I have not done psychedelics for an age now, so it was with a bit of feeling of nostalgia that I read the promo material for Kilo Watts and The Drone’s short experimental film Attentionspam. The ad promises the audience – amongst other delights – A Gonzo Animated/Music/Art/Film/Poem Experience and A Meditative Digital Acid Trip. Aside from my being astonished that someone would, in polite society on the eve of 2022, want to describe their work as gonzo, I was definitely intrigued. Watts delivers pretty much what they promise. However, watching Attentionspam only reconfirmed for me what a dangerous sentiment nostalgia can be – don’t go there – especially when it comes to chemically altered states of mind – it can never be as good as the first time around.

Despite, the gonzo pirate flag flying from the masthead, Attentionspam is very much a traditional movie. It serves up most all of the tropes and techniques that we associate with psychedelia in cinema. Watts gives us the visuals; a mashup up of vivid colour flooding the screen, coloured drawing on negatives, kaleidoscopes, stills and footage from ancient horror, zombie films, newsreels and science documentaries with an accompanying human soundscape spliced together from the above and from found sound.

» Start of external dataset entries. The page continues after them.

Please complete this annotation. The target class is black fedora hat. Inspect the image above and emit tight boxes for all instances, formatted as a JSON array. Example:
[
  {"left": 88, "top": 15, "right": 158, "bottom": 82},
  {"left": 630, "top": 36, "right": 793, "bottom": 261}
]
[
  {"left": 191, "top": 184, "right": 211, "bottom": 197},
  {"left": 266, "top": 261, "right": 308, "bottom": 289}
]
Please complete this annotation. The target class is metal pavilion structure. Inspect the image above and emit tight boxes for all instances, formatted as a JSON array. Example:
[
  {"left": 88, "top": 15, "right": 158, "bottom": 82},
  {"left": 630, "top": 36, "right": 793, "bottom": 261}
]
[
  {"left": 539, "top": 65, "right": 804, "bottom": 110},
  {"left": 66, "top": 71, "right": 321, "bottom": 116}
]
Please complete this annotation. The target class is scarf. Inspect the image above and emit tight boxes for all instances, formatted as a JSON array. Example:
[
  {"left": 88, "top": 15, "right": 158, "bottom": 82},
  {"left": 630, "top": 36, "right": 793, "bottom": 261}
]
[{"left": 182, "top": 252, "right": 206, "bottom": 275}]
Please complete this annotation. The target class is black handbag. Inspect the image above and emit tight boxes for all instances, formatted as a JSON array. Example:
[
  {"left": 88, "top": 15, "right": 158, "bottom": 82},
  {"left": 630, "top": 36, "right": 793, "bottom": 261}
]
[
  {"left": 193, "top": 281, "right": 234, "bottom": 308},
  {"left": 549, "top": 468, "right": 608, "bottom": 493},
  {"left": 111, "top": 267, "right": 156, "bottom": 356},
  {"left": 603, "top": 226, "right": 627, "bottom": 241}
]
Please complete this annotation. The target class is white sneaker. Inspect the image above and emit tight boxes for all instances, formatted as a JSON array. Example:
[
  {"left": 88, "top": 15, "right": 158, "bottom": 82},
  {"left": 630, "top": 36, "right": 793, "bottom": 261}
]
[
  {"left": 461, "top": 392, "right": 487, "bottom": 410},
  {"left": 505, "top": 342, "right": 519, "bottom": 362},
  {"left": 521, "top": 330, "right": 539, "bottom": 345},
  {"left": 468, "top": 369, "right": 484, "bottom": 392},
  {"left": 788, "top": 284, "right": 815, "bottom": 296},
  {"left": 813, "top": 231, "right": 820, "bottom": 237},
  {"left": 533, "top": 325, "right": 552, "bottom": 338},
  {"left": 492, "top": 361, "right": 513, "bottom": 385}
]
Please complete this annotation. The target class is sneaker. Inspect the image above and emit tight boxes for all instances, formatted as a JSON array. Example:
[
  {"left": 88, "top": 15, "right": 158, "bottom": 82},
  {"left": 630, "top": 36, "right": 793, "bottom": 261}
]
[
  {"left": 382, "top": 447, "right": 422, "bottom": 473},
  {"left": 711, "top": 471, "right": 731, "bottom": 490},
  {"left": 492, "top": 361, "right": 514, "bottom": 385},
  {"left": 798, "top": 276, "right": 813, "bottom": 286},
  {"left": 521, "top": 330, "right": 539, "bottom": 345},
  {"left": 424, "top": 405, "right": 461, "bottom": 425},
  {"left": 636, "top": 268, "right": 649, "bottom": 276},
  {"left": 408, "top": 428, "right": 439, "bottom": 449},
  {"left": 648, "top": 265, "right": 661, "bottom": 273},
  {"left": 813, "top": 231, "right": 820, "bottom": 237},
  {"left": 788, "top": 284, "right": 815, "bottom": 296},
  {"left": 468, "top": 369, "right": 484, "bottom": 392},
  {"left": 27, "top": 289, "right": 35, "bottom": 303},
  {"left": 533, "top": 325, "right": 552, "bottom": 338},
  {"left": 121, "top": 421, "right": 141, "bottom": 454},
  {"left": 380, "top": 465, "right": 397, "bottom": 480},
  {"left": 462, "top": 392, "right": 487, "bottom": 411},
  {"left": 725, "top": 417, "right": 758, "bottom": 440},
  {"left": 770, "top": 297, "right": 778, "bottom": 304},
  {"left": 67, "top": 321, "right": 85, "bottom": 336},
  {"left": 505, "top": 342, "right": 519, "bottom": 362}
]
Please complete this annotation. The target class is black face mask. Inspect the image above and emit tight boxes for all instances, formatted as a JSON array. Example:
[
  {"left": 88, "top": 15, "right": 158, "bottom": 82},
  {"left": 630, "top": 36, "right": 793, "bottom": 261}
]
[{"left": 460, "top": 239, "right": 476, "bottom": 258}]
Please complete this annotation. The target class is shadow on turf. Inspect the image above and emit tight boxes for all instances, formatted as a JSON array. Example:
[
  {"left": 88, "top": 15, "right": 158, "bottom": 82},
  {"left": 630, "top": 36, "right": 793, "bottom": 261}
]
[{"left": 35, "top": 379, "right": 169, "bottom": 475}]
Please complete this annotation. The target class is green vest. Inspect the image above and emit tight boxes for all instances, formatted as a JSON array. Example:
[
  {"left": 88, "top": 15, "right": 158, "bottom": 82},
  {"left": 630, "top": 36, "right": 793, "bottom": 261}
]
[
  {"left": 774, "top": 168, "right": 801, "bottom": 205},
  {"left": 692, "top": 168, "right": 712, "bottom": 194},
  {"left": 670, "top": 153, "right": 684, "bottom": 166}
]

At the heart of the movie is a music score of pleasant but conventional psychedelic soft rock from collaborator The Drone – this essentially drives the film – dictating the mood and the tempo of the flow of images on the screen.

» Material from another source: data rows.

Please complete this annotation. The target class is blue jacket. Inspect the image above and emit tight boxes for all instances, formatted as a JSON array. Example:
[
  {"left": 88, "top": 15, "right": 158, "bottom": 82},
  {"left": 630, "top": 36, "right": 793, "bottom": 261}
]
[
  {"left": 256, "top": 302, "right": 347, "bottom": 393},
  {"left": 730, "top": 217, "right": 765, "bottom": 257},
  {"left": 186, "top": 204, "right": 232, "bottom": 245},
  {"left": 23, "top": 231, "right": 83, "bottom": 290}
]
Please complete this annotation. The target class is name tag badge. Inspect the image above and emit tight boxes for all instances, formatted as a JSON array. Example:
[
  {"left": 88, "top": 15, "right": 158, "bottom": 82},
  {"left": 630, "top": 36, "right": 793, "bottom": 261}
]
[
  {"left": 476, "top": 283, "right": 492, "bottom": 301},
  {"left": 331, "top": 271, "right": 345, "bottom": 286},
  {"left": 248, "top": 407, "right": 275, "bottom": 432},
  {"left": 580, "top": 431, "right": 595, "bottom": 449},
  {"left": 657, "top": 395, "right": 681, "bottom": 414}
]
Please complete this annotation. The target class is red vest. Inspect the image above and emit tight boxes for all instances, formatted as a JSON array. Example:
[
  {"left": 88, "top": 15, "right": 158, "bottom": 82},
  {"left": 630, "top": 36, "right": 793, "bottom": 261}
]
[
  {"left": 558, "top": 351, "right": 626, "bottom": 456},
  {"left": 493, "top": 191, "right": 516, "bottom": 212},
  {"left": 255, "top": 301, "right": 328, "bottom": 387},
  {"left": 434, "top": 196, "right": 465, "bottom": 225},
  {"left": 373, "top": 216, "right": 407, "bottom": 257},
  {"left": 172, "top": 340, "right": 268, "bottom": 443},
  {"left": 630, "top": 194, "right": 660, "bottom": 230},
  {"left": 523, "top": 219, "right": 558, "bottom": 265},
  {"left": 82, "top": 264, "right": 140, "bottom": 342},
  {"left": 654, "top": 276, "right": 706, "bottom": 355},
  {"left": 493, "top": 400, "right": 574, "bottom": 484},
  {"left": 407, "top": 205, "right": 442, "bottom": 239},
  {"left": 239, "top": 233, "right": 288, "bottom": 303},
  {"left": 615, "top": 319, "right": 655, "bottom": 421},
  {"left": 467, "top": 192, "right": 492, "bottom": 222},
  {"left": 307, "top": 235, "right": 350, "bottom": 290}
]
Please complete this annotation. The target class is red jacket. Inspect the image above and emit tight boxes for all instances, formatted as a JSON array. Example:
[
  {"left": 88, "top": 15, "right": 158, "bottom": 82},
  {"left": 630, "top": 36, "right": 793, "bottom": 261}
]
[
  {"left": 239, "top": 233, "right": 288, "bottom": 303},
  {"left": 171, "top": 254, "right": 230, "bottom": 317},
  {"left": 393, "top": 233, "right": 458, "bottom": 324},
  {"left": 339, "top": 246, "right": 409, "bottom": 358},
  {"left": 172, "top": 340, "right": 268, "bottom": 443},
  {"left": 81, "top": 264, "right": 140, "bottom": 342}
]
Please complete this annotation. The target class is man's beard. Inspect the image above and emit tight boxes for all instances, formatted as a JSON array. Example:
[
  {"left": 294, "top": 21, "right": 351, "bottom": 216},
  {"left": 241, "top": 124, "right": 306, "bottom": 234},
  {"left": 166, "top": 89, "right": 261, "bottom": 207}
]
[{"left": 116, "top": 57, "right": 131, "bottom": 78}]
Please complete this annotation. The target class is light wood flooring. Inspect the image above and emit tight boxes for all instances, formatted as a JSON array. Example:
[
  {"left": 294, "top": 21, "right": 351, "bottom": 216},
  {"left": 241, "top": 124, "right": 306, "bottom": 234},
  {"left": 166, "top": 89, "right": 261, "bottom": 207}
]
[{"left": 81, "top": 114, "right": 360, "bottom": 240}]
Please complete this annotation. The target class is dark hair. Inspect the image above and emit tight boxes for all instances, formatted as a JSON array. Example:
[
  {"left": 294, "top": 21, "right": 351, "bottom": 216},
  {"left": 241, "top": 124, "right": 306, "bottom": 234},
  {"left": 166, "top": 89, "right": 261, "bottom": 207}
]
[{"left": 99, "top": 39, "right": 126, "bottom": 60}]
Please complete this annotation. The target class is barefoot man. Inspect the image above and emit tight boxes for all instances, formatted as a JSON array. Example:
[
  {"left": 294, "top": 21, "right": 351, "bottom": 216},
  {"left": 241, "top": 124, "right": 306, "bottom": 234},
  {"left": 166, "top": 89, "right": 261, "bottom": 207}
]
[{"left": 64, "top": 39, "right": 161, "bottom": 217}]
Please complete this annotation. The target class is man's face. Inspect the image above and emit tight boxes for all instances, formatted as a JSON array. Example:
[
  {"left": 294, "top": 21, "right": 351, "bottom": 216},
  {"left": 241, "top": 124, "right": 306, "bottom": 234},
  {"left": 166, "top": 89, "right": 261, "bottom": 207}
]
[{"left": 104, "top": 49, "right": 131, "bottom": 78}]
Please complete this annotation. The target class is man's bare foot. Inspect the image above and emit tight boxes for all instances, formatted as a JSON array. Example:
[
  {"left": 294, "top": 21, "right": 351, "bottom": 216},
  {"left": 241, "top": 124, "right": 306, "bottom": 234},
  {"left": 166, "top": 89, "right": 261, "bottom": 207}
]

It was a strange sensation watching Attentionspam as it comes across as a lovingly crafted simulacrum of early psychedelia – as though a contemporary furniture maker had gone to an astonishing amount of trouble to recreate a Louis XV armchair – not for monetary gain but for the sheer joy of doing it. The feeling that I was examining an historical artefact hit me early on when Watts uses a recording of Allen Ginsberg reading the opening lines of Howl I saw the best minds of my generation etc. Your reviewer’s reaction was, “Yes, that’s all very well, but that was the Beat Generation of sixty or seventy years ago Saint Al was referencing – it surely is time to move on.”

The thought occurred as to the director’s aims and intentions in making the movie. I kept wondering whether the film was designed to be a record or even a facsimile of an acid trip for those of us who have not opened that particular door to experience what it is like to be in an altered state – with the text proselytising the use of psychedelics. Or, alternatively, was Watts attempting to provide an aide memoire or road map for prospective trippers? I discounted the latter after concluding that sitting and watching someone else’s trip when you are on acid yourself would be as boring as listening to someone telling you about their dreams or, worse fate, their interpretation of their dreams.

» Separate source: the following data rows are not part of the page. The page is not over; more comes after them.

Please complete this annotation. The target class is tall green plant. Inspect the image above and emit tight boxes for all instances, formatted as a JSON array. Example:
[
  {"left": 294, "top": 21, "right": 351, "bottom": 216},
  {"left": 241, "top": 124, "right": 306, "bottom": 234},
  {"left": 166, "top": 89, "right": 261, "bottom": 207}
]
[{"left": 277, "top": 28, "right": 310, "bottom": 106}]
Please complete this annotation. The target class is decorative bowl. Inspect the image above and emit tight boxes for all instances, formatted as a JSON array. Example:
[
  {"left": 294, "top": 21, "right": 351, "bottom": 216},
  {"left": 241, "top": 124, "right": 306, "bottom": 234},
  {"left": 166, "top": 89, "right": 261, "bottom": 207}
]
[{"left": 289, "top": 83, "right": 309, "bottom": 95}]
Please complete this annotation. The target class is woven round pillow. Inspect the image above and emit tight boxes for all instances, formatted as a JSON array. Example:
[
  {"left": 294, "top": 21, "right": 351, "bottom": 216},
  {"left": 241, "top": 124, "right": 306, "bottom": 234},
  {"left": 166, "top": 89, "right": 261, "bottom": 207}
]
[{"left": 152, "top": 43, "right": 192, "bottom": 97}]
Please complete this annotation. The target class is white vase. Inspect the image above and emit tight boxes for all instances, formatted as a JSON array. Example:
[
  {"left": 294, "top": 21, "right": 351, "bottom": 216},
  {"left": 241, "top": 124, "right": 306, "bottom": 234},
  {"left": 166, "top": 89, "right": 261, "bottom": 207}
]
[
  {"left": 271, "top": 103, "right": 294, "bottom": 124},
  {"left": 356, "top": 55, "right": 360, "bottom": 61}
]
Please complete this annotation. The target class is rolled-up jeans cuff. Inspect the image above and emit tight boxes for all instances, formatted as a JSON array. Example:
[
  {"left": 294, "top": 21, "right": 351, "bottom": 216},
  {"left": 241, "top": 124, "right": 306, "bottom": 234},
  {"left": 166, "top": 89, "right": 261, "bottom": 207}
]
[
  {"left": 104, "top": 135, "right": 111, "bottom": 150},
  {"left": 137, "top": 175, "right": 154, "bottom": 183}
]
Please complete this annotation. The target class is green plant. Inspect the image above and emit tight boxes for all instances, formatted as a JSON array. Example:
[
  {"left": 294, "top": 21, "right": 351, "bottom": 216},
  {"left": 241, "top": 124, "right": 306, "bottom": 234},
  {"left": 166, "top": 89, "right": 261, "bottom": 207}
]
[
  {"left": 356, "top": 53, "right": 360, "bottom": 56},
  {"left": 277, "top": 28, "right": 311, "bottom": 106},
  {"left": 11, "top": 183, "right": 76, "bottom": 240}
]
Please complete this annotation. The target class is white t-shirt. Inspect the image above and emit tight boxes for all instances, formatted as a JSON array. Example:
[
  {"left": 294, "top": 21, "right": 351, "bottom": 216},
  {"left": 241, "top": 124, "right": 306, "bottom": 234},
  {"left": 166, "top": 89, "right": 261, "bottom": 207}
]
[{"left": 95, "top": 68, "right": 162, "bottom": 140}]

One aspect of Attentionspam that would definitely turn off both trippers and non-trippers alike is the director’s insertion of lapidary statements in the form of placard style subtitles periodically throughout the movie. The wording comes across as a strange amalgam of Khalil Gibran and Hallmark greeting cards. My particular favourites were: In Heaven an Angel is Nobody in Particular; Whenever I Draw a Circle, I Want to Step Out of It; and the, priceless, If a Plant’s Roots are too Tight – rePOT. Presumably, Watts added these as part of the /poem/ experience we were promised but they really should bear in mind the fact that most of an audience for a film about psychedelics would have made the journey out of adolescence.

There are some aspects of Attentionspam that I thought innovative. The musical score works well throughout and provides a symphonic feel to the film providing a structure for the melange of imagery. I loved the up-tempo sequence with the brass section toward the end of the movie.

In the final scene, Watts comes up with a memorable series of images. We see a group of figures manipulating what appears to be a burning rope – the flames take on the shape of a Star of David which then changes into a trifecta. The images of the flames are framed in a cuboid box which gradually ascends into the sky. Unfortunately, the directors, never afraid to resort to poesy, has the box pass through a rainbow as it completes its journey – how mind-blowingly sweet. 

It is hard to think of how to give advice to the directors as to future work. Watts and Drone have shown an exemplary attention to detail in making Attentionspam, but it is so fixed in the particularity of its genre, I cannot think of any meaningful help that I might give as to projects they might undertake outside psychedelia. If they carry on their work as an artist of psychedelia, please CUT OUT THE PLACARDS – the task is to convey what you feel not to tell the audience what they should feel. There is a theory that the poetic imagination always situates itself at the end of an era – try to move beyond this and imagine the future – a psychedelic future.